Damit sich Unternehmen bestmöglich auf die Migration auf SAP S/4HANA vorbereiten können, stellt SAP hilfreiche Tools bereit. Der SAP S/4HANA Readiness bzw. Simplification Item Check überprüft, ob die notwendigen Voraussetzungen für eine Konvertierung gegeben sind, und identifiziert die für das jeweilige Kundensystem relevanten Änderungen.

 

Der Readiness Check prüft die Voraussetzungen für den Umstieg auf S/4HANA.

 

Außerdem testet er, ob die vorhandenen Business Functions mit SAP S/4HANA kompatibel sind. Der Check gibt einen verlässlichen Überblick über mögliche Probleme beim Upgrade, ersetzt aber nicht die eingehende Analyse der betroffenen Funktionalitäten.
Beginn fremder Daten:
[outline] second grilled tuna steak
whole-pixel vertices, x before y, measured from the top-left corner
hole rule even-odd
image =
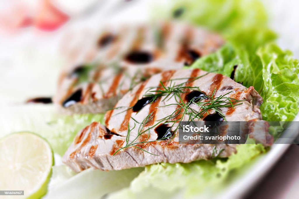
[[[219,106],[213,108],[221,114],[209,107],[216,101]],[[212,158],[215,151],[227,157],[235,152],[235,145],[179,144],[179,122],[190,118],[261,121],[262,102],[253,87],[247,88],[220,74],[199,69],[164,72],[125,95],[106,114],[106,127],[95,122],[79,132],[63,161],[79,172],[90,167],[119,170],[161,162],[188,163]],[[249,135],[271,144],[267,132],[262,136],[249,132]]]
[[[132,86],[190,65],[224,43],[216,34],[177,23],[110,29],[94,42],[92,64],[74,65],[61,75],[54,101],[65,112],[105,112]]]

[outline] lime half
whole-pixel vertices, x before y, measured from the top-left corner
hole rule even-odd
[[[54,159],[50,145],[40,137],[24,132],[2,138],[0,163],[0,190],[24,190],[19,198],[39,198],[47,192]]]

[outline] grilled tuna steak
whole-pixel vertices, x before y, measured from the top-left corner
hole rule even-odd
[[[224,43],[217,35],[177,23],[114,29],[94,42],[93,62],[74,65],[61,75],[54,101],[63,112],[104,112],[137,84],[190,65]]]
[[[190,117],[194,121],[223,119],[210,109],[196,116],[190,113],[204,109],[199,102],[224,95],[239,104],[220,108],[227,121],[262,119],[259,107],[263,99],[253,87],[199,69],[166,71],[126,94],[106,113],[106,127],[94,122],[79,132],[63,161],[80,172],[89,167],[119,170],[161,162],[188,163],[211,158],[213,151],[222,149],[219,156],[227,157],[235,151],[235,145],[179,144],[177,131],[178,122],[190,121]],[[265,145],[271,144],[267,132],[259,138]]]

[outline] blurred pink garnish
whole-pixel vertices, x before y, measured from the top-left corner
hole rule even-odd
[[[49,0],[43,0],[35,17],[33,25],[41,30],[52,31],[60,27],[69,18],[52,5]]]

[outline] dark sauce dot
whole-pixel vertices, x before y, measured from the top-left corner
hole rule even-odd
[[[184,64],[186,66],[190,66],[192,65],[197,59],[200,58],[200,54],[198,52],[193,50],[189,49],[186,52],[185,58],[186,61]]]
[[[26,103],[41,103],[41,104],[51,104],[53,102],[51,98],[35,98],[30,99],[26,101]]]
[[[115,38],[113,35],[108,34],[100,38],[97,41],[97,45],[101,48],[106,47],[113,41]]]
[[[197,52],[193,50],[189,50],[187,52],[188,55],[193,61],[195,61],[200,57],[200,54]]]
[[[113,135],[112,134],[106,134],[104,136],[104,138],[105,140],[111,139]]]
[[[208,115],[203,120],[207,121],[221,122],[224,121],[223,117],[220,115],[218,112],[213,114]]]
[[[207,95],[198,90],[193,90],[190,92],[186,96],[186,99],[188,101],[197,102],[207,97]]]
[[[205,125],[209,126],[211,128],[219,126],[221,122],[224,121],[224,118],[218,112],[207,115],[203,120],[205,121]]]
[[[166,124],[160,124],[155,129],[155,131],[158,135],[157,139],[164,139],[171,136],[173,134],[171,130],[171,127],[168,127]]]
[[[237,69],[237,67],[238,67],[238,65],[235,65],[234,66],[234,70],[232,71],[231,74],[231,78],[232,79],[234,79],[235,72],[236,72],[236,69]]]
[[[149,63],[153,59],[152,55],[147,52],[133,52],[127,55],[125,60],[127,61],[136,64]]]
[[[173,12],[173,16],[174,18],[178,18],[181,16],[184,11],[185,9],[184,8],[179,8]]]
[[[107,127],[106,127],[106,131],[107,132],[107,133],[108,134],[110,134],[111,132],[111,131],[110,131],[110,130],[108,129],[108,128],[107,128]]]
[[[82,90],[79,89],[72,94],[62,103],[65,108],[67,108],[81,101],[82,98]]]
[[[153,101],[153,97],[147,97],[141,98],[137,101],[135,105],[132,107],[133,112],[137,112],[141,110],[144,107]]]

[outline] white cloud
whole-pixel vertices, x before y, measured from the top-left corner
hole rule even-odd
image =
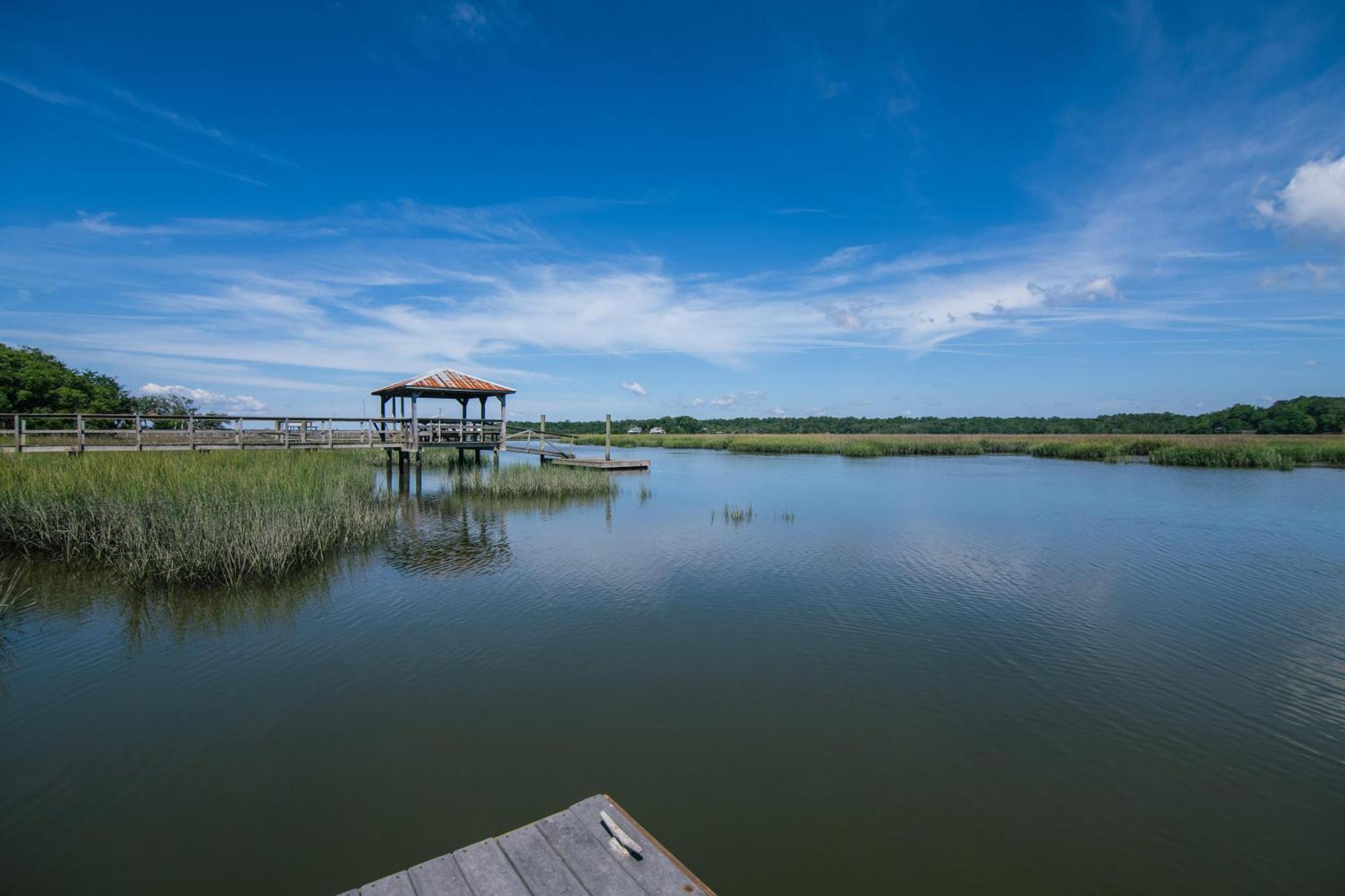
[[[863,261],[872,256],[876,246],[846,246],[845,249],[837,249],[830,256],[812,265],[816,270],[831,270],[834,268],[849,268],[850,265]]]
[[[1345,155],[1334,161],[1307,161],[1256,210],[1266,218],[1305,230],[1345,233]]]
[[[1028,284],[1029,292],[1041,296],[1042,304],[1048,307],[1073,305],[1081,301],[1096,301],[1099,299],[1120,299],[1114,277],[1091,277],[1081,280],[1072,287],[1057,284],[1053,287],[1038,287]]]
[[[252,396],[225,396],[208,389],[192,389],[191,386],[160,386],[147,382],[140,387],[141,396],[178,396],[196,402],[202,410],[222,410],[230,413],[261,413],[266,410],[266,404]]]

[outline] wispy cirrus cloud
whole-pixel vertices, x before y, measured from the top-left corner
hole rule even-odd
[[[200,159],[192,151],[223,151],[235,157],[245,156],[286,168],[299,167],[276,152],[206,125],[192,116],[174,112],[113,81],[74,69],[66,71],[65,79],[74,87],[66,85],[51,87],[11,71],[0,71],[0,83],[34,100],[78,113],[106,136],[182,165],[254,186],[266,184],[249,174]],[[163,145],[165,137],[186,140],[187,145],[165,147]]]
[[[160,386],[159,383],[147,382],[137,391],[141,396],[172,396],[178,398],[188,398],[196,402],[196,405],[203,410],[211,412],[249,414],[266,410],[266,402],[254,398],[253,396],[226,396],[208,389],[194,389],[191,386]]]

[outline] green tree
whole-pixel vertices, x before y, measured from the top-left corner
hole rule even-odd
[[[32,346],[0,343],[0,413],[121,413],[133,398],[113,377],[74,370]]]

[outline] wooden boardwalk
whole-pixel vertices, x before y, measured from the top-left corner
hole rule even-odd
[[[389,874],[343,896],[714,896],[611,796]]]
[[[588,467],[589,470],[648,470],[650,461],[638,457],[549,457],[549,464],[557,467]]]

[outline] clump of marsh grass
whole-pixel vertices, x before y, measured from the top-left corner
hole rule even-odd
[[[714,523],[716,517],[726,523],[733,523],[734,526],[741,526],[745,522],[752,522],[756,518],[756,511],[752,510],[752,505],[741,507],[738,505],[724,505],[724,510],[710,511],[710,523]]]
[[[363,461],[366,464],[370,464],[370,465],[383,467],[389,461],[391,461],[393,464],[397,463],[397,455],[389,455],[386,451],[383,451],[381,448],[374,448],[371,451],[352,451],[351,453],[359,455],[360,461]],[[483,453],[487,453],[487,452],[483,452]],[[453,449],[453,448],[429,448],[429,449],[421,451],[421,465],[422,467],[437,467],[437,468],[445,468],[445,467],[447,468],[453,468],[453,467],[468,468],[468,467],[471,467],[471,468],[475,468],[475,467],[484,467],[487,463],[491,463],[492,460],[494,459],[487,460],[486,457],[482,457],[482,460],[477,460],[476,459],[476,449],[475,448],[464,449],[461,460],[457,459],[457,451]]]
[[[1124,445],[1115,441],[1041,441],[1030,448],[1033,457],[1060,460],[1106,460],[1118,463],[1128,455]]]
[[[1294,468],[1291,457],[1268,445],[1173,445],[1150,452],[1149,461],[1173,467]]]
[[[504,464],[488,471],[467,472],[453,479],[453,492],[461,498],[604,498],[616,495],[616,480],[600,470],[557,467],[554,464]]]
[[[32,601],[24,600],[28,589],[20,588],[22,584],[22,569],[0,573],[0,644],[4,643],[5,631],[13,626],[19,613],[32,605]]]
[[[277,580],[395,519],[343,452],[0,457],[0,550],[124,580]]]

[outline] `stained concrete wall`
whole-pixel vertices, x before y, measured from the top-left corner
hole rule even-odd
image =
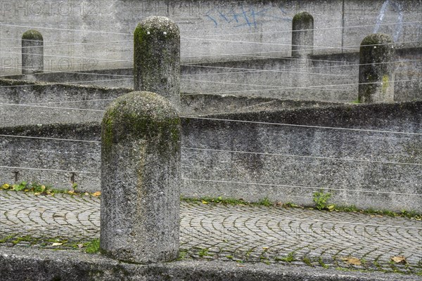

In der Simplification List, die als PDF zum Download bereitsteht, führt SAP alle funktionalen Anpassungen von SAP S/4HANA auf.

 

Fazit

Wer erfolgreich auf SAP S/4HANA umsteigen möchte, sollte sich frühzeitig mit den Auswirkungen der Migration auf bestehende Anwendungen und den Custom Code auseinanderzusetzen. Beim Geschäftspartner und bei der (Daten-)Archivierung dürfte der Handlungsbedarf in vielen Unternehmen am größten sein. Damit die Konvertierung auf SAP S/4HANA und das damit verbundene Anpassen der Funktionalitäten gelingt, sollte der Projektschwerpunkt auf der eigentlichen Migration liegen, während Erfahrungen mit SAP Fiori zunächst in kleinem Umfang gesammelt werden.